For simplicity, let’s say that

$\beta_0 = 0,\\ \beta_1 = 1,\\ \beta_2 = 1.$

I carry out a simulation by generating 1,000 simulations with a given correlation between predictors and obtain their coefficients.

reps <- 1000
n <- 100
save <- matrix(nrow = reps, ncol = 3)

for (i in 1:reps) {
x1 <- rnorm(n)
x2 <- rnorm(n)
y <- x1 + x2 + rnorm(n)

mod <- lm(y ~ x1 + x2)
save[i,] <- c(coef(mod)[-1], cor(x1, x2))
}

The line x2 <- rnorm(n) gets replaced with x2 <- x1 + rnorm(n, sd = _), where the _ is replaced with difference values to induce more correlation between x1 and x2.

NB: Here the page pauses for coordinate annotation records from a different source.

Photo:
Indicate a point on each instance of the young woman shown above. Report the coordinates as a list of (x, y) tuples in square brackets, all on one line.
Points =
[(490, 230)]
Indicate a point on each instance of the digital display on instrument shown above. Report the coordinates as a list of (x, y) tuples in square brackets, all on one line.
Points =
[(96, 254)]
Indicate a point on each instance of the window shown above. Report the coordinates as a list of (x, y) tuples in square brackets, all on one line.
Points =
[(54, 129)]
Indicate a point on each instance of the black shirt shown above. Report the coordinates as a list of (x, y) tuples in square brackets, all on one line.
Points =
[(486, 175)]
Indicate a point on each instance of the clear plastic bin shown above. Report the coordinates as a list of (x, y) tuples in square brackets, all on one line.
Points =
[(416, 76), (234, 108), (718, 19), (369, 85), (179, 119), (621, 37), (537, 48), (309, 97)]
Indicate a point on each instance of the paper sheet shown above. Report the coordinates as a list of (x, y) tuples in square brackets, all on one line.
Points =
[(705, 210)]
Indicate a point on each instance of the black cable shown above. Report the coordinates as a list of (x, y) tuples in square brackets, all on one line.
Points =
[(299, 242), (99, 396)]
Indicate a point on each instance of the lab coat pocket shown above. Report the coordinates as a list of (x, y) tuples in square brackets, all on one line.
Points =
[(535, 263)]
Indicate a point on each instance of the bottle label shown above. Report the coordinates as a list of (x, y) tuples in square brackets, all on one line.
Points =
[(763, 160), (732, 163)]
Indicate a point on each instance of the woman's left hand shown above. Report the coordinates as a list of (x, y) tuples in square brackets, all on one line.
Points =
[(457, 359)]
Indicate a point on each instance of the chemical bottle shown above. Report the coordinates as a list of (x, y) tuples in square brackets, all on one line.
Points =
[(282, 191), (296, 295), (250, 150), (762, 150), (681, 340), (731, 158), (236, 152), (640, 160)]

Following these simulations, the coefficients are plotted against each out.

# Simulation

## No Collinearity

The average correlation between $$X_1$$ and $$X_2$$ is 0.007. The red dot represents the true coefficients. We see no relationship between the estimated coefficients, and each are well centered around the truth.

## Moderate Collinearity of .5

The average correlation between $$X_1$$ and $$X_2$$ is 0.556.